Re: Desperation
I tried CentOS 7.3 versions of Gnome 3, Cinnamon and Mint. Which may have subtle differences to those you have on Mint 18.1.
Gnome 3 I hated instantly. First thing I tried was customizing the taskbar stuff with right-click, only to find it doesn't do anything (because they want you to have a phone interface on a PC and you can't right-click on a phone). Spent a while clicking around trying to find out how to tweak things without right-clicking and nearly drove myself mad with frustration because I couldn't find how to do it.
Spent a while on a usable desktop on another computer googling how to make Gnome 3 usable, without much luck. When I went back to G3, the screen lock had kicked in. No keyboard key, or mouse movement, or click would unlock it. By accident I found the "swipe up to unlock" thingy. Accident because the theme makes it nigh-on invisible to my old eyes when running it on an old laptop. Why in hell do you need to swipe up on a desktop? In case I put the whole thing, keyboard and mouse in my pocket so I don't accidentally pocket dial? This is fucking madness.
So that was it as far as G3 went. Nuked it from orbit. Put Cinnamon on. Possibly I wasn't in the right frame of mind to judge it fairly, given that I was still seething from my G3 experience. Something about it (I don't even remember what) annoyed me because it was too much like G3 and not enough like G2, so I gave up on it.
Tried Mate. Which was close enough to G2 to feel very, very good. A "stopped banging head against brick wall" moment. Even better after adding Mozo, EOM, Caja and a few other bits. I'd take 2000, XP, Win 8, Win 10 or even Win 98 over Gnome 3. Win 10 (uncustomized) is crap, but that's tolerable because I expected it to be crap. G3 is crap and that stings because G2 was so good (in my subjective opinion) that I expected G3 to be much better than it is.
I do understand that these matters are very subjective. It's very much what you're used to. But it is absolute fucking madness to take an interface for a touch-screen phone with limited screen area and put it on a desktop. Doesn't matter if Microsoft do it, KDE do it, or Gnome do it. If they want the UI to run on desktops and tablets then it should be bimodal. Hamburgers on tablets and menu bars on desktops. Some arcane maze to navigate with one finger in order to customize settings on a tablet, right-click to do the same thing on a desktop. Yes, that means knowledge of one isn't instantly transferable to the other, and it's a lot more work for the programmers, but it means using either is as good as it can be instead of being as crap as the most restrictive of the two.
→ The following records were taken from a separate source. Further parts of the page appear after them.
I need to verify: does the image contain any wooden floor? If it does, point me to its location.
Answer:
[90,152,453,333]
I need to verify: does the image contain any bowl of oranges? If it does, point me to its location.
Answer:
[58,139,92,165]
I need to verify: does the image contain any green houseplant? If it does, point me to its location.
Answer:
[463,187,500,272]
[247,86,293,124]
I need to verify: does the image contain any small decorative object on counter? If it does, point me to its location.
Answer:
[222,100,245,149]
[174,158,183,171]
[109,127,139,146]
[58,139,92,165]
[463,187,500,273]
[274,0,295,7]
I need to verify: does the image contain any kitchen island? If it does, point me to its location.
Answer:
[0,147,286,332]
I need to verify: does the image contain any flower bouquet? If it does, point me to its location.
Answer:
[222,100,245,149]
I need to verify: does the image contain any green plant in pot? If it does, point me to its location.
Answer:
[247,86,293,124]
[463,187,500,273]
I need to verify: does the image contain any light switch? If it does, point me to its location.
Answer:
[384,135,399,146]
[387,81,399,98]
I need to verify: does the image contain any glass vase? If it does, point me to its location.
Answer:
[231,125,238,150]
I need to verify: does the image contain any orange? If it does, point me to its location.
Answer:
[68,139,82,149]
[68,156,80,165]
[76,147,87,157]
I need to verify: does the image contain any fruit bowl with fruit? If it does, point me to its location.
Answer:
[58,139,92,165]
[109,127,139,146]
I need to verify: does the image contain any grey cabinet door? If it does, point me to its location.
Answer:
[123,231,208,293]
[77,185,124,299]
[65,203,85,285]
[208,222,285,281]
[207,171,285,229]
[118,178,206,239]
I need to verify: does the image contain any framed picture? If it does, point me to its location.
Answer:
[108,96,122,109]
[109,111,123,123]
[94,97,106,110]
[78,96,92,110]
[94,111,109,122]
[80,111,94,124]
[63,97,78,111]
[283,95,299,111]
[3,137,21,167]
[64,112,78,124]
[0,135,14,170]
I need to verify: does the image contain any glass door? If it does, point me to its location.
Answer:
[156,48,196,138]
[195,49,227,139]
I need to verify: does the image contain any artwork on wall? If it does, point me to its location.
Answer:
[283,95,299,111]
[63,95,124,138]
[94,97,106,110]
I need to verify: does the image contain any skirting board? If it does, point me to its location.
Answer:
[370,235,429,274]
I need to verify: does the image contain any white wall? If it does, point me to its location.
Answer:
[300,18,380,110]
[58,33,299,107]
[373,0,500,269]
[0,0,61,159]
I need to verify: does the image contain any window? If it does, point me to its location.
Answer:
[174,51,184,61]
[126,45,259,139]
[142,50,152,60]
Maybe if I'd waited longer before trying Cinnamon I'd have liked it. Maybe not. Maybe I'll give it another try some time. Maybe not. What is nice about this is I have a choice. Not just of those three desktop environments, but also KDE, Xfce, LXDE, et al (if I choose to install them). Not only that, unlike your Win 10 customizations, I can switch to a different one every time I login (you can't switch between customized and uncustomized Win 10 on the same machine). So if I ever feel like giving Cinnamon another try it's just a couple of clicks next time I log in. I suspect if Microsoft had given you a way of choosing 2000, XP, Win 7, Win 8 or Win 10 at login you'd be a far happier bunny, and so would many others.
But even without those choices, a phone interface on a desktop is fucking insane. There are no justifications or even mitigations. It's just fucking insane. It's like having bicycle seats in a car. It's like having a bicycle handlebar to steer a car. It's like having a car engine in your shoes (no wheels, just the engine doing nothing). Insane.